One of the major factors contributing to hoteliers preference to import was hoteliers preferred imported produce as local producers were unable to provide a consistent supply of high quality produce.
“Hoteliers import large amount of fruits and vegetables due to lack of consistent supply and quality from local producers,” she said.
“About $30 million is spent annually on importing food products for the tourism sector that could be grown in Fiji, although 47 per cent of hotel purchases were from local providers,” she said.
“This represents a large market opportunity available to local producers to provide to the specifications of the tourism sector.”
Ms Daunivalu said the ability of local agrifood systems to meet these requirements depended both on agriculture supply factors.
These requirements include natural resource base, farming systems in place, agro-processing and marketing capacity; and the kind of tourism development, which can be mass tourism, high-end niche, health and wellness including eco-tourism.
“The exposure of tourists to specific local products could also help export market penetration; when return home tourists help build a domestic demand,” she said.
“Examples for market penetration include red papaya in Fiji and beef from Vanuatu.”
But the burning question could be, why are hoteliers and tourism providers still importing although the efforts have been geared towards import substitution through promoting locally made/grown foods.
This is because imported food products simply have higher quality – highest grade, in packages far better suited in terms of capacity and type, compared with those employed locally; appropriate storage and transport facilities; consistency in supply, and ability to meet unexpected client demand and deliver directly to the premises.
So, what is needed in the domestic industry to attract the custom of mid-range and high-end establishments?
Ms Daunivalu said this called for more investment towards more efficient practice, better storage facilities, and better transportation facilities.
“There are strategies /action plan for farmers capacity needs accessing tourism markets,” she said.
This, she said, included business and finance training, pricing, budgeting and general training on economics of supply and demand (domestic markets/tourism markets / export markets).
“Also, marketing based on quality standards and selling by weight, profit estimation using a value-chain approach including awareness of agri-finance products are important.”
Food safety training for on-farm and post-harvest handling and packaging and transportation (Hazard Analysis and Critical Control Points — HACCP) is also equally important.
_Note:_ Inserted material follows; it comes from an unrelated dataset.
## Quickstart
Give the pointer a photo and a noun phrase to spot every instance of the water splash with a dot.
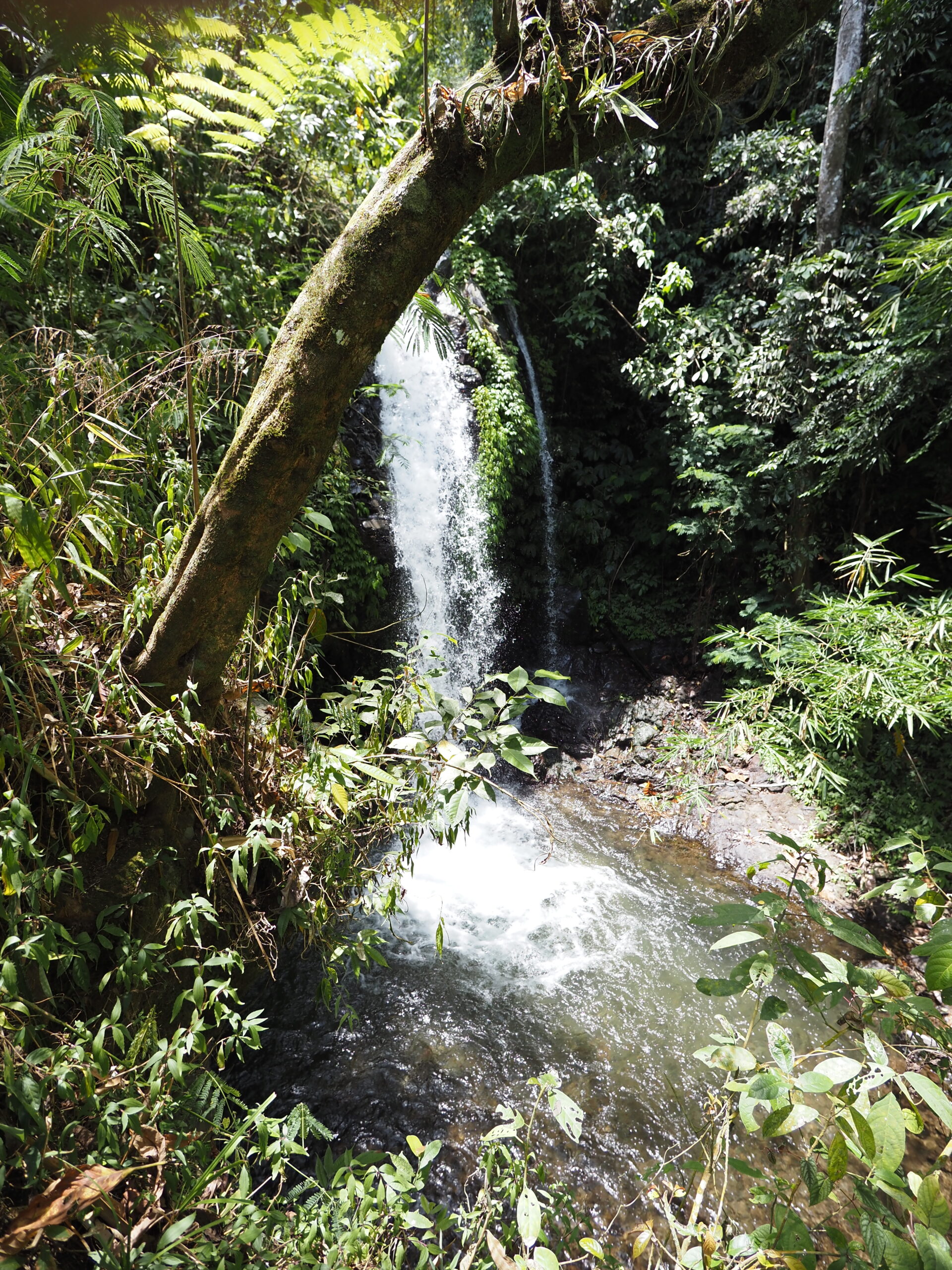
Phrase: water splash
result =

This would include training on food packaging treatment processes to increase market access (e.g. heat treatment for fruit fly).
Ms Daunivalu also believes targeted investment in production, that is equipment, mechanisation processes, irrigation, on-farm technology and packaging and cold storage that improves reliability and quality of supply to tourism operators.
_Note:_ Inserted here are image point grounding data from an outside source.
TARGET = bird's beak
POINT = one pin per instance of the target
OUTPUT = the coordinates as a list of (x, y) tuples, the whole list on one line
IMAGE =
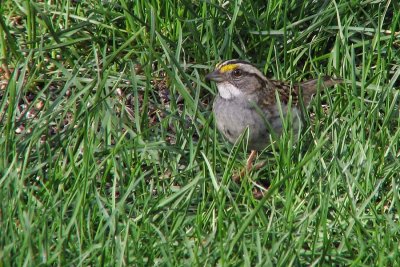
[(215, 76)]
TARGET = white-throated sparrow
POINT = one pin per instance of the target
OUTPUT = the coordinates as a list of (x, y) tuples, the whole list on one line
[(247, 99)]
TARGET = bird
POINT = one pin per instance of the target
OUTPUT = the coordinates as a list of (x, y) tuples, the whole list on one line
[(246, 99)]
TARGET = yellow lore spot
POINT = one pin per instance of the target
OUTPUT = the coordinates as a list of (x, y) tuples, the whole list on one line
[(228, 67)]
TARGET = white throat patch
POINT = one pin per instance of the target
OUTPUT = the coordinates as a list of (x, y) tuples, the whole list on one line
[(227, 90)]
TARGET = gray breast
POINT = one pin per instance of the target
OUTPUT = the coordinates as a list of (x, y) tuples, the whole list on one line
[(233, 116)]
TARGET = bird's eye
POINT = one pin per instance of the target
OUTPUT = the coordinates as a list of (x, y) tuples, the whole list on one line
[(237, 73)]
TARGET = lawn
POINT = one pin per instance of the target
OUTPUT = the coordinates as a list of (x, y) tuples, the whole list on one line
[(109, 154)]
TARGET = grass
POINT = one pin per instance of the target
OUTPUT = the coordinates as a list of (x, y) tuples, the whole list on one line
[(109, 153)]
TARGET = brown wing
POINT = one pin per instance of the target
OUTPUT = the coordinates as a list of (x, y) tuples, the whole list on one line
[(305, 89)]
Other areas for improvement, Ms Daunivalu said, included market information systems and ICT, planning, extension and training analysing current gaps in extension services and explore more cost effective extension models to deliver targeted technical assistance/training to industry groups/clusters/lead farmers to enhance production.
PIPSO acting chief executive officer Alisi Tuqa said: “The policy and regulatory framework in Fiji and also around the Pacific are quite archaic and these need to be brought up so businesses can be conducted in a cohesive manner.
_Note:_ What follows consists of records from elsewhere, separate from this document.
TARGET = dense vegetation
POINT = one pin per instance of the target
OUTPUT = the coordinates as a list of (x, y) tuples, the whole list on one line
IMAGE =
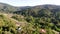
[(43, 19)]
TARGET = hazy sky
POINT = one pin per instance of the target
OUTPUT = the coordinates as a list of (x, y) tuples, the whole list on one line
[(30, 2)]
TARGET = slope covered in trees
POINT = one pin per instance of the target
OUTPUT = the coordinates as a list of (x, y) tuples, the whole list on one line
[(41, 19)]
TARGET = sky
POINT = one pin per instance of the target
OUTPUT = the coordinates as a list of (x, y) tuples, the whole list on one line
[(30, 2)]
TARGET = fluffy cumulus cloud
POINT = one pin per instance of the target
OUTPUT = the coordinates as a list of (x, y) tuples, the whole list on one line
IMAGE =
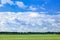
[(5, 2), (29, 22)]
“Cluster development is something we also promote quite strongly because that’s a way for businesses to work together particularly in agritourism. Gone are the days where businesses work by themselves or are isolated.”
The Fiji Agritourism Policy Setting Workshop is a partnership between Government, Pacific Community (SPC), Technical Centre for Agricultural and Rural Cooperation (CTA), Pacific Islands Private Sector Organisation (PIPSO) and South Pacific Tourism Organisation (SPTO).